Today I turned one-third of a century old. To celebrate, I went to work, found out I’d have two more paid days of work after “post-planning,” bought five reams of printer paper, ate a french toast bagel with cream cheese and opened a bottle of cabernet sauvignon I received as a gift a while back. Good times. I will celebrate my next third-of-a-century on Monday, July 25, 2043.
In my AP Government class, there are two statistics about race and voting that I emphasize. The first is that the average white person is more likely to vote than the average black person. The second is that if the only demographic difference between two people is that one is white and the other is black, the black person is more likely to vote than the white person. These facts are not contradictory because there are many differences in age, income, and other demographic characteristics between the average white person and the average black person. No big whoop.

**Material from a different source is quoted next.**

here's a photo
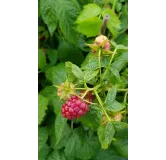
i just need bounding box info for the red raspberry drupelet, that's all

So, today, my students discovered why I keep bringing these two facts up: because there are test items about it! Go figure. After the fact, one of my black students said that she thought I kept bringing those facts up to try and build up the self-esteem of the black students in the classroom.
My response was, in essence, “I harp on those facts because I want you to get them right on the tests. I don’t care about your self-esteem. There’s a reason it’s called self-esteem. It reflects what you think about yourself.”
I suppose I should have been more tactful in my response, but they seemed to take it as intended. No tears were shed, no ego was bruised.